The 800-year-old Hindu temple Ta Prohm would blend neatly into Angkor, the former capital of the Khmer Empire and one of the world’s top tourist attractions, near Siem Reap. Yet, despite being only 25km south of downtown Phnom Penh, and resembling the marvels of Angkor, Ta Prohm is entirely removed from the tourist trail.

This is perhaps because it’s so easily confused with Ta Prohm in Angkor. One of Asia’s most photographed temples, that latter structure has a striking appearance due to the giant tree roots that smother its timeworn remains.

The other Ta Prohm was all but empty when I visited. The taxi driver who picked me up from my Phnom Penh hotel was perplexed when I told him my destination. He thought I had made a mistake until I showed him the Ta Prohm listing on Google Maps, a location he recognized as Tonle Bati.

That is the name of the lake that borders Ta Prohm. This large body of water is a popular day trip for Phnom Penh residents, who are drawn to its beauty, serenity, and lakeside restaurants. On its southern shores sit Ta Prohm and the similarly ancient temple, Yeay Peau.

As we drove down the narrow dirt road that leads to this historic site, past a hushed village and two schools, I read about the local legend associated with those temples. This myth centers on Peau and her son, Prohm, a boy who would become king.

The story goes that Peau, a young working-class woman, began a romance with King Ket Mealea. That relationship produced Prohm, who was raised by his mother in Tonle Bati. When Prohm belatedly learned that he was royalty, he went to see the king and produced evidence of his lineage—a special ring his father had given him as a child.

Prohm then lived in the Royal palace for many years before he eventually returned to Tonle Bati. There he fell madly in love with a beautiful woman, who he sought to marry. He did not accept it when she told him that she was Peau, his mother.

So Peau organized a competition with her son. Whoever could build the larger temple at Tonle Bati, over a defined period, could decide whether they were wed. Construction was only permitted after dark and so Peau used candles to light the night sky, tricking Prohm into believing day had arrived early. While he rested, she completed her temple, which now sits just 100m north of Ta Prohm.
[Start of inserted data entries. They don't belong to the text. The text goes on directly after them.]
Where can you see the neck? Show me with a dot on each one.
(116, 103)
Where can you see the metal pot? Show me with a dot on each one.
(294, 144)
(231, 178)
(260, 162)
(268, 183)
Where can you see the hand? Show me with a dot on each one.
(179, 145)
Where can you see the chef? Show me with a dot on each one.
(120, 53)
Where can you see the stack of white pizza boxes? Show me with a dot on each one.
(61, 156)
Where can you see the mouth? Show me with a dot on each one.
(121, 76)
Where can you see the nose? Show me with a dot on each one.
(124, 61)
Based on my visit, the son surely should have been victorious, as Ta Prohm is vastly larger than Yeay Peau, the remains of which are limited to one weathered shrine. Contrary to this colorful myth, history books suggest both temples at Tonle Bati were built in the early 1200s by King Jayavarman VII.

That coincided with the peak of the mighty Khmer Empire. At that time, this empire stretched across not just Cambodia but also parts of what are now Thailand, Laos, Cambodia, Vietnam, and Myanmar.
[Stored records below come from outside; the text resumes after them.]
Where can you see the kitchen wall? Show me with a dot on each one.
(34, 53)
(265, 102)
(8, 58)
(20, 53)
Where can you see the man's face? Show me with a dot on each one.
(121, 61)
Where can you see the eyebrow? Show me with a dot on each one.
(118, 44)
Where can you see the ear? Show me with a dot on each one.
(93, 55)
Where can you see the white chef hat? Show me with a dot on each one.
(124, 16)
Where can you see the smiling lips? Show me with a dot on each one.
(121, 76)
At its core was then perhaps the largest and most modern city on the planet, Angkor. During his reign, King Jayavarman VII overhauled and upgraded the capital. He also commissioned grand Hindu and Buddhist complexes across Cambodia, including at Tonle Bati.

The lakeside site he chose for Ta Prohm was occupied by a 6th-century Hindu shrine. There King Jayavarman VII built a laterite and brick complex around a main sanctuary. This walled structure, which is about 40m wide and 40m long and centered around a lofty prang tower, remains largely intact.

I wandered around this ancient complex in solitude, ducking inside its five, dimly lit chambers. Each is decorated with Hindu rock art and Buddhist idols. This is representative of the era of King Jayavarman VII when both Hinduism and Buddhism were prominent across the Khmer Empire.

I was particularly beguiled by the bas-reliefs carved into Ta Prohm. Later I learned they represent Hindu legends. These intricate images depict Hindu deities, ceremonies, and festivals, and remain in impressive condition considering their age. They deserve a wider audience, like Ta Prohm itself.

Tourists to Phnom Penh who don’t have time to visit Angkor should know that a mini version of that grand civilization hides on the outskirts of the Cambodian capital.